The cost of faltering American leadership is growing as quickly as you can say Bear Stearns.
And the stakes in the U.S. election campaign increase with every dismal twist of the economic cycle.
Much of what we are watching feels like an emerging-market meltdown to top international financiers: runaway debt, a declining currency, imploding markets, failing political leadership and the urgent need for outside intervention to provide emergency stability.
But don’t expect the International Monetary Fund to step in to impose discipline and provide stabilization. When you are the world’s strongest and biggest economy, you do that sort of thing for yourself.
And that’s where global investors have their doubts about American leadership. Those doubts weren’t eased by the sale of Bear Stearns Cos. for $2 a share to JPMorgan Chase & Co., plus $30 billion of Federal Reserve financing for its dodgier assets.
International financiers lack the confidence in Fed Chairman Ben Bernanke that they had in Alan Greenspan — though they add that Greenspan helped fuel the subprime crisis by not raising interest rates when he should have.
They complain that U.S. Treasury Secretary Hank Paulson failed last week as a strategic communicator. What irked them wasn’t only how little he said to reassure markets, but that he said he didn’t really understand the complex financial instruments designed to control risk. That gets noticed when it comes from a former Goldman Sachs Group Inc. boss now responsible for explaining just such things to the White House.
Katrina Reprised
Most of all, they fault George W. Bush for having failed to realize that he has another Katrina on his hands, this time of a financial nature, for which private-sector solutions are useful but not sufficient to keep the levees in place. They believe he has to deploy greater government means to send a message to the financial world that he is drawing a line in the sand.
The details of such a plan are as important as how it is presented. It must include some form of what Democratic leaders are calling for in Congress: between $300 billion and $400 billion in federal guarantees for the refinancing of mortgages.
The Bush administration has objected to such bills, saying they would bail out speculators. Paulson last week opposed more government intervention in the mortgage market, saying “we are at the right spot” in terms of policy.
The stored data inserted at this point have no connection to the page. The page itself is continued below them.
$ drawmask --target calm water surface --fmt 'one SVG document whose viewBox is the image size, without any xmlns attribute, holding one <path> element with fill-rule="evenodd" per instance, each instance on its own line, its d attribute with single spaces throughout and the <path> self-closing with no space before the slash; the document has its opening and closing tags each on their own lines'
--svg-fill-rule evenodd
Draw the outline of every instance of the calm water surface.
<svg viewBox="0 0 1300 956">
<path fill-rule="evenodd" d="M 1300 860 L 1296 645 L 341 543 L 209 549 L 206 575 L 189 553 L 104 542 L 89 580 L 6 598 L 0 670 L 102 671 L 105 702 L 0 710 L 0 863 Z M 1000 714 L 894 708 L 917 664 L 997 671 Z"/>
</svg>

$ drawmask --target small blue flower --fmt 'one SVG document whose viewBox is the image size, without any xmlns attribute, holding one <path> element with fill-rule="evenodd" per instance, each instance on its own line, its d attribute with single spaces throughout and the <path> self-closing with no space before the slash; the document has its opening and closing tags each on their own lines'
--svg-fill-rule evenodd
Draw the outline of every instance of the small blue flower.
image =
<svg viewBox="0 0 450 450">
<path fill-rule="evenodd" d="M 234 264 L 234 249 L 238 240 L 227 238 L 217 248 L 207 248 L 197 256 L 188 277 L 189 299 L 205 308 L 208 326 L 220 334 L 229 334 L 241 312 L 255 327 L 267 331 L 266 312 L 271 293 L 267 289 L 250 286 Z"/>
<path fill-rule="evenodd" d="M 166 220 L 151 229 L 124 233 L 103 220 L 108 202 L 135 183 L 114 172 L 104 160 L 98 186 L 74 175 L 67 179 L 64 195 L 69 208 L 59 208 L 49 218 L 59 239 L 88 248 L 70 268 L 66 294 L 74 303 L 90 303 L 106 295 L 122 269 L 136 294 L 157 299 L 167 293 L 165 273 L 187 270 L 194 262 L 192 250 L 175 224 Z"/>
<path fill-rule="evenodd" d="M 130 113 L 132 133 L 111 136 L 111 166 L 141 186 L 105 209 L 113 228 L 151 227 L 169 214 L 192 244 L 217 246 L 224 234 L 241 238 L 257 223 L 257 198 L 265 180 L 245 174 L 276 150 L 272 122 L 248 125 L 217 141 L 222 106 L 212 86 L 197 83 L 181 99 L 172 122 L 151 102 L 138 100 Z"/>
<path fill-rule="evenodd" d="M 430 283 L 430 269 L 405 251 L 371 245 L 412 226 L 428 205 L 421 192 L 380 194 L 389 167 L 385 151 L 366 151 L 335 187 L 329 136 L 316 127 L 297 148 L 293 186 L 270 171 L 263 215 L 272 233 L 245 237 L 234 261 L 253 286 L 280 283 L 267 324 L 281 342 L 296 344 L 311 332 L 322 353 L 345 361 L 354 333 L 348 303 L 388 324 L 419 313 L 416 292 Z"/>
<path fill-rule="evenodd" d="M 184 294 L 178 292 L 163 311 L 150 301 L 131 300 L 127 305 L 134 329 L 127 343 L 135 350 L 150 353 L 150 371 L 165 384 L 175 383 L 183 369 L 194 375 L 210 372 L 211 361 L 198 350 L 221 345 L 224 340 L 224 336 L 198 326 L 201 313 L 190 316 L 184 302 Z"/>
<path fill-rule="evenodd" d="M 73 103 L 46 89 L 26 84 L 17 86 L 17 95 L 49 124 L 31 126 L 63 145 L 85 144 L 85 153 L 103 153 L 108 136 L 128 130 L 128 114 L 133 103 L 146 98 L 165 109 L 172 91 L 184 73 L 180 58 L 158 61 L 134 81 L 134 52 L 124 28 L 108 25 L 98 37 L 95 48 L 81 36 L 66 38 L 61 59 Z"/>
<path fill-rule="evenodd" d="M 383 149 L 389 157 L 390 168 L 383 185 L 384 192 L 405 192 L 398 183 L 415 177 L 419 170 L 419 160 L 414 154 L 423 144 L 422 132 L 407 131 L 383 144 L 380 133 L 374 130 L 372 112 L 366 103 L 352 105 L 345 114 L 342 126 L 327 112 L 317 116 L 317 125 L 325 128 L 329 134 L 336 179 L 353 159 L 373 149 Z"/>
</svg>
But until someone establishes a bottom for the mortgage mess and thus halts the flood of disclosures, it will be impossible to stabilize the financial system.
Exhausted Administration
Just as important, global financiers want to see Bush get out in front by calling a high-visibility meeting of his Federal Reserve chief, his Treasury secretary and all the heads of the most-important financial institutions to discuss the crisis and announce a more determined government response. Yesterday, he met with the President’s Task Force on Financial Markets that consists of Paulson, Bernanke, Securities and Exchange Commission Chairman Christopher Cox and the acting chairman of the Commodity Futures Trading Commission, Walter Lukken.
Though he said “the United States is on top of the situation,” he left the door open to more government intervention. “When need be, we’ll act decisively,” he said.
As with the war in Afghanistan, the Iraqi war aftermath, the Hurricane Katrina disaster and current efforts at Mideast peace, investors are concerned that the president is responding too late and with inadequate understanding, resources and creativity.
With 10 months remaining in office for an exhausted administration, problems will probably deepen. Financial leaders doubt that any of the three candidates likely to succeed Bush offers the visionary American and world leadership needed.
Lack of Experience
For all of his experience on defense and security issues, John McCain has described himself as lacking economic expertise. The protectionist tilt of the Democratic election campaign — and behind it American society — worries global investors about the leadership prospects of either Hillary Clinton or Barack Obama.
“The current financial crisis in the U.S. is likely to be judged in retrospect as the most wrenching since the end of the Second World War,” Greenspan wrote in Monday’s Financial Times.
Some global financiers go further. They wonder whether Bear Stearns’s implosion, the collapse late last week of a $22 billion Carlyle Group investment fund, and the fall of everything from the Dow Jones Industrial Average to the dollar signal a broader U.S. decline. A loss of influence was happening anyway as other powers rose. Bush’s mistakes have accelerated the process.
Global Contagion
There’s no schadenfreude in this for foreign financial leaders, for they realize that bad U.S. colds lead to global contagion. The U.S. still accounts for 25 percent of the world’s gross domestic product and a far larger percentage of its financial transactions. Its consumers spend $9 trillion a year, dwarfing the $1 trillion spent by the Chinese. China’s growth and hence its political stability depend, to some extent, on how deeply the mortgage mess hits U.S. consumption.
The question one hears with growing frequency is whether we are living through a brutal correction or a historic shift that will leave the global pecking order altered. The ritual reassurances always follow: that the U.S. is the irreplaceable global economic engine; that no country or currency can replace it or the dollar; and Americans have always proven resilient and world champions at self-correction.
One hears this mantra with less confidence these days, as the world waits for U.S. leadership.